For me, the initial examples from the East Japan Railway read as cautionary tales, rather than blueprints for the future. We know that there are great commercial development opportunities in and around central rail stations. They can make or break a project business case. Hotels, office and retail developments can be transformative. But they can also scar a city for a generation. High-spec hotel and high-rise commercial developments alone do not bring any guarantee of success when the objective is creating a station with a sense of place. Thankfully, in the UK, we have Birmingham New Street and London King’s Cross to remind us how a standard should be set - defining new terms in the relationship between traveller, retailer and developer.
Let’s not forget that passenger (and rail media) pressure can (almost literally) pull superfluous retail out from the centre of our precious station concourses.
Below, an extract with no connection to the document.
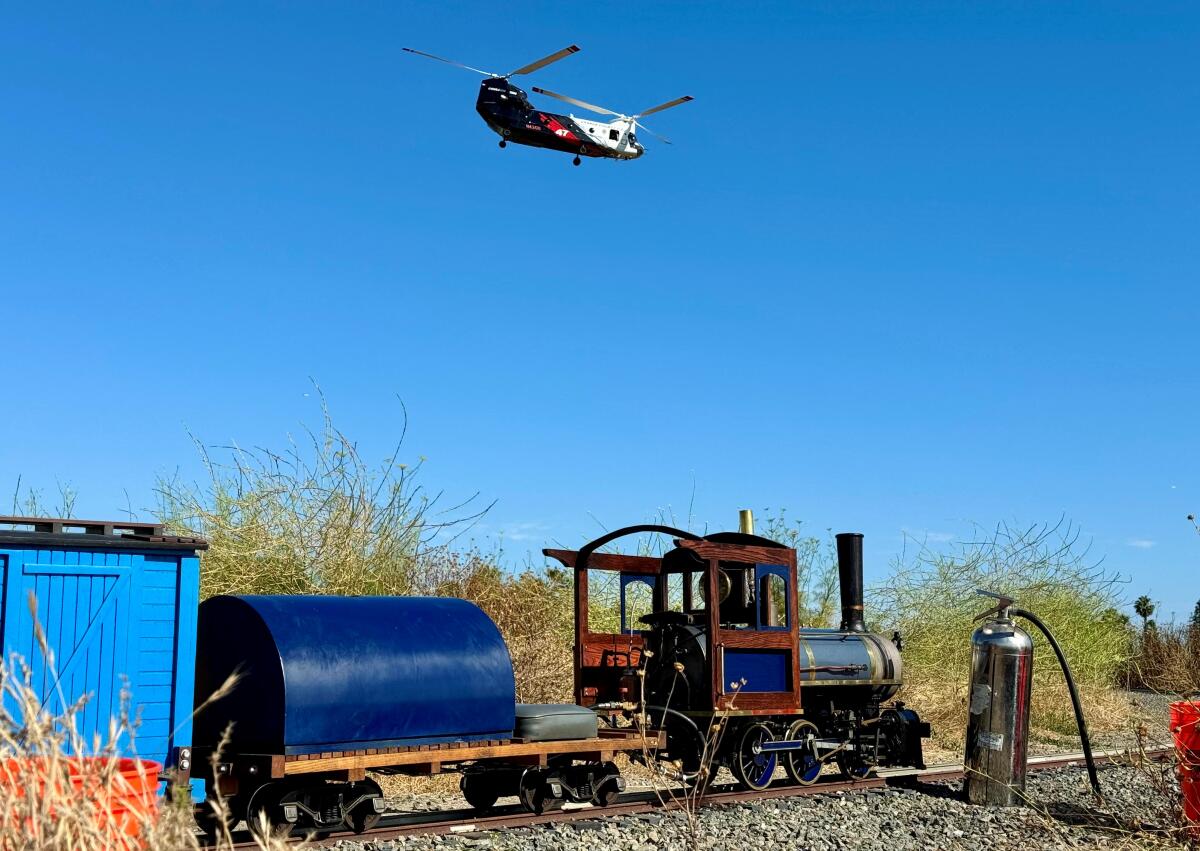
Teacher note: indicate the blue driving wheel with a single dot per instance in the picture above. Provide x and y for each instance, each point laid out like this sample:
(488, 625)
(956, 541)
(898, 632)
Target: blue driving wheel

When passenger numbers rocket, as we have seen in the past decade, a concourse serves as an important safety valve in times of train disruption.
It is about getting the balance right. And several ideas - such as encouraging suburban and regional markets, crafts and specialist retail to benefit from the natural connectivity of stations - strike a chord with our regional devolution agenda, as Britain’s newly empowered regional transport authorities find ways to break the investment deadlock that appears to surround so many stations on the network. Comments from Manchester and Birmingham illustrate that local planners are clearly flush with ideas and innovations, as well as looking forward to inward investment.
In fact, the opportunity to showcase local goods is a logical development. Even the more sophisticated motorway service centres, such as Westmorland, have learned the value of a transport centre as a regional shop window. Why not railway stations?
One can offer further international examples of stations that have gone right and wrong, proving that optimism alone does not pay. There are some notorious stops on the French high-speed network that have failed to act as catalysts for local development. The answer lies in getting the right local solution, and the right balance between transport and development opportunity. We need a scientific approach. We need tools to help us to monitor and understand this balance and to fight off the inevitable pressure towards a ‘do minimum’ planning option.
The article cites Vancouver’s Brent Toderian: “It is easier to increase densities in city centres - the real challenge is how well we do the suburbs, where the car too often remains the default choice.” Check out Mockingbird station in Dallas - this particular development used light rail and existing warehousing to create a mixed-use suburban regeneration, with new pedestrian links and improvements to the porosity of the site, which can often be a source of difficulty in rail projects where rail tracks divide communities, rather than bringing people together.
Getting the balance right is not easy. But at least station designers are no longer just talking about trains, or Brief Encounter.